Solves the inverse geodesic problem of finding the length and azimuths of the shortest geodesic between points specified by lat_a, lon_a, lat_b, lon_b on an ellipsoid. Keep \(|f| <= 1/50\) for full double precision accuracy.

Examples

“Surface distance”

Find the surface distance sAB (i.e. great circle distance) between two positions A and B. The heights of A and B are ignored, i.e. if they don’t have zero height, we seek the distance between the points that are at the surface of the Earth, directly above/below A and B. Use Earth radius 6371e3 m. Compare the results with exact calculations for the WGS-84 ellipsoid.

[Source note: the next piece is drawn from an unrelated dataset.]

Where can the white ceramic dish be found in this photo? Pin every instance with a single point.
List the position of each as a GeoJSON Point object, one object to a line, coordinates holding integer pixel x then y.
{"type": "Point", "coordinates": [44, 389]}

In geodesy this is known as “The second geodetic problem” or “The inverse geodetic problem” for a sphere/ellipsoid.

Solution for a sphere:
>>> import numpy as np
>>> from karney.geodesic import rad, sphere_distance_rad, distance

>>> latlon_a = (88, 0)
>>> latlon_b = (89, -170)
>>> latlons = latlon_a + latlon_b
>>> r_Earth = 6371e3  # m, mean Earth radius
>>> s_AB = sphere_distance_rad(*rad(latlons))[0]*r_Earth
>>> s_AB = distance(*latlons, a=r_Earth, f=0, degrees=True)[0] # or alternatively

>>> "Ex5: Great circle = {:5.2f} km".format(s_AB / 1000)
'Ex5: Great circle = 332.46 km'
Exact solution for the WGS84 ellipsoid:
>>> s_12, azi1, azi2 = distance(*latlons, degrees=True)
>>> "Ellipsoidal distance = {:5.2f} km".format(s_12 / 1000)
'Ellipsoidal distance = 333.95 km'

See also

sphere_distance_rad, reckon